Mr. Speaker, the following questions will be answered today: Nos. 14 and 15.
[Text]
Question No. 14--Mr. Bill Siksay:
With regard to the Canadian Armed Forces presence in Afghanistan: (a) how many humanitarian, restoration or development construction projects has the Canadian Armed Forces participated in during its deployment in Afghanistan; (b) how many have been completed; (c) how many are currently under construction; (d) what is the specific nature of these projects; (e) what are the locations, by province or region, of these projects; and (f) how many of these projects have subsequently been attacked or damaged by insurgents or others, and, of those affected or damaged, how many are under repair, damaged and waiting for repair, destroyed, intact but unused, or intact but being used for purposes other than originally intended?
Hon. Gordon O'Connor (Minister of National Defence, CPC):
Mr. Speaker, the answer is as follows:
a) During its deployment in Afghanistan, between October 2001 and May 2006, the Canadian Forces have participated in 404 restoration or development projects.
b) 332 projects are deemed completed.
c) Approximately 72 projects are at various stages of completion.

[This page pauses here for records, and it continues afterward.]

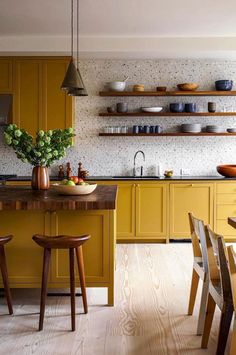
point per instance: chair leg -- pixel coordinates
(203, 304)
(72, 288)
(80, 261)
(208, 321)
(225, 321)
(3, 267)
(193, 291)
(46, 262)
(233, 338)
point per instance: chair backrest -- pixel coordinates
(198, 238)
(217, 261)
(232, 270)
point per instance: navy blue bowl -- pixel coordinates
(191, 107)
(224, 85)
(177, 107)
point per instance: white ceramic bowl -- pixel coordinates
(74, 190)
(116, 85)
(152, 109)
(191, 128)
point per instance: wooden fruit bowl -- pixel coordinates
(227, 170)
(188, 86)
(74, 190)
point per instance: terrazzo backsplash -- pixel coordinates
(114, 155)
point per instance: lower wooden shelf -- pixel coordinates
(170, 134)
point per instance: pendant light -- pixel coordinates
(72, 79)
(81, 91)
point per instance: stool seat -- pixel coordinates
(4, 240)
(3, 267)
(74, 245)
(60, 241)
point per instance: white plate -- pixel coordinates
(74, 190)
(152, 109)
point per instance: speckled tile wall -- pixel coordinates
(112, 156)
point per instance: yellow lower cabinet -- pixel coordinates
(24, 256)
(189, 197)
(96, 250)
(151, 210)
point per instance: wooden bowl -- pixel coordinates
(74, 190)
(227, 170)
(188, 86)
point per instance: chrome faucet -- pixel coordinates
(141, 167)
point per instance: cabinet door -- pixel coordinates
(96, 249)
(57, 105)
(193, 197)
(151, 210)
(126, 210)
(28, 95)
(6, 75)
(24, 256)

d) The nature of these projects includes: community water access; medical facility renovation; medical equipment provision; medical supplies provision; road construction; bridges construction; school construction; school supplies; fire hall construction; support to non-governmental organizations; small business case development; widow training programs; water infrastructure; sanitation projects; provision of quality of life supplies; support to Afghan national security forces; support to orphanages; playground construction and renovation; miscellaneous.
e) The Canadian Forces projects were centered in and around Kabul and Kandahar city areas.
f) Though not all projects are surveyed on a regular basis to confirm their serviceability there is no evidence or reports of any of these projects being attacked by insurgents.
Question No. 15--Mr. Bill Siksay:
With regard to the Canadian Armed Forces presence in Afghanistan: (a) how many persons taken prisoner or detained by the Canadian Armed Forces in Afghanistan have been turned over to (i) Afghani officials, (ii) American officials, (iii) officials of other countries or organizations; and (b) how many of these persons remain in custody?
Hon. Gordon O'Connor (Minister of National Defence, CPC):
Mr. Speaker, due to operational requirements and taking into account section 15(1) of the Access to Information Act, information regarding the current status of detainees apprehended by Canadian Forces elements in Afghanistan, as well as to which authorities these individuals were transferred, is not releasable to the public.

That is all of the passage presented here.